Metamorphoses

We know that life is change; we see it all around us. Yet, we value permanency, dream about lasting bliss. We celebrate significant birthdays, long tenures at jobs, endurance in marriages.   Individually, we want to remain the same and we want the people in our life to be stable and unaltered. Our fairy tales end with life happily ever after and our doxologies envision a world without end. But, of course, life is not like that, and our beliefs and desires for constancy set up a basic paradox that is the cause of much anxiety. And this may be particularly true regarding the changes of aging.

Intellectually, of course, we know that things change. After Darwin and Lyell, we learned transformation happens on a large and slow scale to the world around us.  (Although global warming may be speeding things up.) We know from our own observations that babies grow up, have children,  suffer successes and tragedies, cope or fail to cope,  and age. Yet, we choose to worship the illusive stability rather than the pervasive change. In our culture we have very few metaphors for the benefits of change; it is good to be as solid and stable as a rock, but it is not usually a compliment to be a chameleon or a shape-changer. And woe to the politician who admits to changing his mind! But – if we haven’t learned the lesson in earlier years – aging teaches us change in inevitable.

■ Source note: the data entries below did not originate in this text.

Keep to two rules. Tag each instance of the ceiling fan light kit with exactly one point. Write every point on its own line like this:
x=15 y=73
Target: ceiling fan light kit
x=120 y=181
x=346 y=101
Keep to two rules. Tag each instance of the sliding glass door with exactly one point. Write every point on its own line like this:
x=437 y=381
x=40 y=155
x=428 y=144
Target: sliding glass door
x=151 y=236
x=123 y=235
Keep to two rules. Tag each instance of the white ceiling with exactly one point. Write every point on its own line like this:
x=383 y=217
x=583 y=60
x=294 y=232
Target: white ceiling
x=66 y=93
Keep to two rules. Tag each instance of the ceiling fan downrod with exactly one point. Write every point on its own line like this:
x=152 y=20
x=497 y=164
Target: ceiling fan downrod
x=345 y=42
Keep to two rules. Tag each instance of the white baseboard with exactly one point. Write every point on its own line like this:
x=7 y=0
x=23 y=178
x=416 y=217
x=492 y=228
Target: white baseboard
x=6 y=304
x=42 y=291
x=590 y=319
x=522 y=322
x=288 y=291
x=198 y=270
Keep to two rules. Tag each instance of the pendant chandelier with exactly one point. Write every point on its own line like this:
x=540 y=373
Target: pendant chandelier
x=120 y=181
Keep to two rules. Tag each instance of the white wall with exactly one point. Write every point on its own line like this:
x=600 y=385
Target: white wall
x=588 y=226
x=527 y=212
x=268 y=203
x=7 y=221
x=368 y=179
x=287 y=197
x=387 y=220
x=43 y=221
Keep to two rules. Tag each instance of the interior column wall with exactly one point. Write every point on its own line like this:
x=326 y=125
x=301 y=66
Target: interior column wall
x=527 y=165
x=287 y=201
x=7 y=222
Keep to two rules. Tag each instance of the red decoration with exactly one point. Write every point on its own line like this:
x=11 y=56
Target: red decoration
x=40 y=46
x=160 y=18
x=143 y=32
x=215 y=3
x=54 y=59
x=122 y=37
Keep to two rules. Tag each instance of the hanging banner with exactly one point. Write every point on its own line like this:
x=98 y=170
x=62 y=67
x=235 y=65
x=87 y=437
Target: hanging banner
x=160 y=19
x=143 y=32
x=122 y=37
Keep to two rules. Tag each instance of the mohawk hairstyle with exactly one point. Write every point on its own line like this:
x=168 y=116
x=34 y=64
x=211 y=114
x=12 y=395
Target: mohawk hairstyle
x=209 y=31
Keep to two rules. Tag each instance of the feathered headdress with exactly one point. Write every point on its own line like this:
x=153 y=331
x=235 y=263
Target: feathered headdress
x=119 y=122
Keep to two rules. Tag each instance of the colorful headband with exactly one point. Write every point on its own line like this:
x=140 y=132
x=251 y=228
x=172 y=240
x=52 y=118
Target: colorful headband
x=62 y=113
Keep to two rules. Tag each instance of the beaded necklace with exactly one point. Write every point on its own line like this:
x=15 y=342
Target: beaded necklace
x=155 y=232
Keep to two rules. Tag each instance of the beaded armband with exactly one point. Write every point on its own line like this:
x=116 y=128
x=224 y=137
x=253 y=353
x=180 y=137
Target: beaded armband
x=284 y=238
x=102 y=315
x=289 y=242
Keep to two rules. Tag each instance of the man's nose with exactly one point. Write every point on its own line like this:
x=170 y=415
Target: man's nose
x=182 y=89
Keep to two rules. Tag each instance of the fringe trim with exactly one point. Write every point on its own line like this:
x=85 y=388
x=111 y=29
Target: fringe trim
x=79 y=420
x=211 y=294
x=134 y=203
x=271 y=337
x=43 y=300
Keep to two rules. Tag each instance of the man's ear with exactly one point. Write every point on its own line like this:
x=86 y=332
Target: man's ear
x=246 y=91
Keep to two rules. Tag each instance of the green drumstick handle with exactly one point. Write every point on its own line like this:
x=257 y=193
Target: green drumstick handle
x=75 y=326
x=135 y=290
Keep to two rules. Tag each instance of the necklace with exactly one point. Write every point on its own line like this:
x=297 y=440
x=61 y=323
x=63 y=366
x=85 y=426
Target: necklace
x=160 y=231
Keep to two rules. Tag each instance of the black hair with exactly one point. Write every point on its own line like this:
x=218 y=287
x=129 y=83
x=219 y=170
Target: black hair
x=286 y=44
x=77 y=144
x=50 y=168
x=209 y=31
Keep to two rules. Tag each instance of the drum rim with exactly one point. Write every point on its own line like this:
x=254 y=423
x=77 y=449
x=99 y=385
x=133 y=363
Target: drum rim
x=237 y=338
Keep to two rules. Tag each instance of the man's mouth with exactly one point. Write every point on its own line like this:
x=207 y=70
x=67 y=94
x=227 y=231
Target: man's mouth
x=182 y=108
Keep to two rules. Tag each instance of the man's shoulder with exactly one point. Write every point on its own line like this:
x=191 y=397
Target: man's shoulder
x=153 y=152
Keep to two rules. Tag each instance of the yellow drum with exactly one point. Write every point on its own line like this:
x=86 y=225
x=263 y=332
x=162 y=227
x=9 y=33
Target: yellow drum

Ovid, of course, knew. He was at the end of an era which internalized myths in which physical metamorphoses were used to demonstrate the power – for good and bad – of change.   His tales (Metamorphoses) are full of transformation, starting from the changes that formed the earth, moving through the conversion of people to trees, birds, deer, and ending with alterations in his own world, including contemplations of the changes death will make on his own body. Ovid puts the most direct sermon on the subject of change, however, in the mouth of Pythagoras, the ancient Greek philosopher of music, vegetarianism, and reincarnation who admonishes us (and note the word suffer in the last line):

                                                Remember this:
The heavens and all below them, earth and her creatures,
All change, and we, part of creation, also
Must suffer change.

            Ovid’s Metamorphoses are tales of change; while they may signify psychological or spiritual change, they are mostly stories of physical change. The intangible becomes manifest. Perhaps to understand change, we need a material phenomenon. Perhaps it takes powerful evidence to remind us that stability is an illusion. The fantastic is necessary for us to comprehend that reality is a constantly metamorphosing world around us. It is a paradox.

Ovid’s extraordinary changes also remind us that we cannot live without metaphors. (In another post, I will explore how metaphors for aging have changed over the years.) In the seventeenth century, the western world lost one set of metaphors, but eventually new ones appeared. The void must be filled. There are things that we cannot understand by thinking about them in abstract terms; we need metaphors and the imagination. Milton calls the imagination as the chief faculty serving reason:

But know that in the soul
Are many lesser faculties that serve
Reason as chief; among these fancy next
Her office holds. (Paradise Lost V)

Of course, we must remember that metaphors are simply correspondences, Correspondences that require imagination (fancy). Ovid inspired me to write a number of stories of metamorphoses set in the current era. I have started by posting “Gift to the Widows.” Let your fancy roam and see if it can bring anything back to nourish your reason. And feel free to chortle.